PromptArmour is a lightweight security middleware designed to protect Large Language Models (LLMs) from prompt injection attacks. As the use of LLMs expands across industries—from customer service to analytics—these models are increasingly vulnerable to malicious inputs that can manipulate their responses, cause data leakage, or override safety protocols.
PromptArmour sits between the user and the LLM, acting as a real-time filter and intelligent firewall. It evaluates prompts for suspicious intent, blocks risky inputs, and logs interactions for future analysis.
The model trained is much better by having 94.8 percent accuracy and 0.3 percent false positive rate comparing it to the current benchmark of 65 percent accuracy and 1 percent false positive rate.

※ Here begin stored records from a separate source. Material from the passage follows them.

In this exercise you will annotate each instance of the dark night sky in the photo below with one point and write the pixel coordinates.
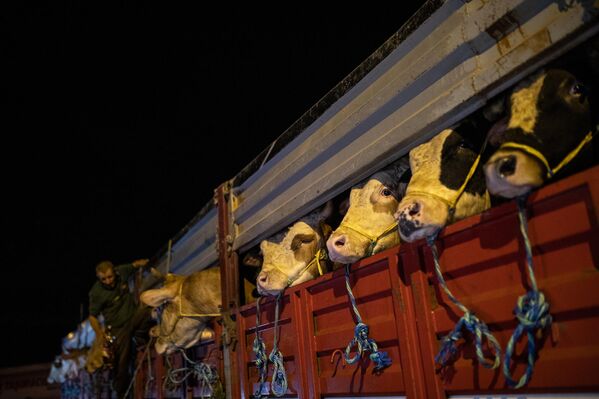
(111, 115)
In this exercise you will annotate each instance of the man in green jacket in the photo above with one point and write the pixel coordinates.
(111, 297)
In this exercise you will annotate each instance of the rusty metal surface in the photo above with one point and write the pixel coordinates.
(465, 53)
(482, 259)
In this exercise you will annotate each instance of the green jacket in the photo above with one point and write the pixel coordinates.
(116, 305)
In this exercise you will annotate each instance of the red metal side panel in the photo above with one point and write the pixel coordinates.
(483, 262)
(289, 344)
(148, 380)
(208, 352)
(385, 304)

The backend is built using Node.js, and acts as an API gateway. It captures user input, routes it through middleware checks, and forwards safe prompts to the LLM.
- Entry Point:
backend/index.js - Key Features:
- Middleware for prompt interception
- Routes for submitting and reviewing prompts
- Communication with Flask model backend
- Dependencies: Refer to
backend/package.json
The base_model directory houses Jupyter notebooks and pretrained models used for training and evaluating binary classifiers that differentiate between malicious and benign prompts.
- Key Files:
deberta copy.ipynb: DeBERTa Model experimentation and evaluation.dataset copy.ipynb: BERT Tiny Model experimentation and evaluation.- Dataset Source: Patterns derived from datasets like
hendzh/PromptShield.
The frontend is a React + Vite application that displays the dashboard for monitoring flagged and passed prompts.
- Entry Point:
frontend/src/ - Features:
- Live feed of flagged/allowed prompts
- Warning messages for blocked inputs
- Clean dark-themed UI with Tailwind CSS
- Dependencies: Refer to
frontend/package.json
The model_backend contains a Flask backend which loads the LLMs for the frontend, along with its middleware binary classifier api (deBERTa model)
- Flask App:
app.py - Dependencies: See
requirements.txt - Features:
- Binary classification for prompt injection
- Semantic similarity checks using embeddings
- Chain-of-thought based intent verification
Follow these steps to set up and run PromptArmour locally:
git clone https://github.com/your-username/promptarmour.git
cd promptarmourcd backend
npm install
npm start📌 This will start the Node.js API gateway responsible for routing prompts and handling middleware.
cd ../frontend
npm install
npm run dev🎨 This will launch the frontend dashboard on
http://localhost:5173by default.
cd ../model_backend
pip install -r requirements.txt
python app.py🧠 This starts the Flask server running the prompt injection classifier and intent-checking logic.
Ensure all three services are running in parallel:
- Node.js API Gateway →
http://localhost:8000 - Flask Model Server →
http://localhost:5000 - React Frontend →
http://localhost:5173
Now your PromptArmour defense system is live!
- Inchara J – Team Leader
- Shubhang Sinha
- Harsh Kumar Gupta
- Himanshu
Prompt injection attacks manipulate LLMs through crafted instructions embedded in user inputs. These attacks can cause the model to behave maliciously, leak sensitive data, or override safety protocols. PromptArmour aims to solve this by adding a security layer to catch and block these inputs before they reach the LLM.
- Prompt Interception Middleware (Node.js)
- Prompt Injection Detection (Flask + ML classifier)
- Chain-of-Thought (CoT) Intent Checker using embeddings
- Flag Handling & Alert System
- Activity Logging with SQLite
- Interactive Dashboard UI
| Category | Tools/Frameworks |
|---|---|
| ML Models | HuggingFace Transformers, Scikit-learn |
| LLM APIs | OpenAI API, LLaMA (via llama.cpp) |
| Backend | Flask (ML), Node.js (API gateway) |
| Frontend | React, Vite, Tailwind CSS |
| Database | MongoDB (User Logs), SQLite (Prompt Logs) |
| NLP Utilities | spaCy, nltk, OpenAI Embeddings |
| Dev Tools | Postman, Jupyter Notebooks |
PromptArmour tackles prompt injection at the source by detecting both known and unknown attack patterns. Its modular architecture makes it easy to deploy in any LLM-based app, giving developers an early defense mechanism that's explainable, extensible, and efficient.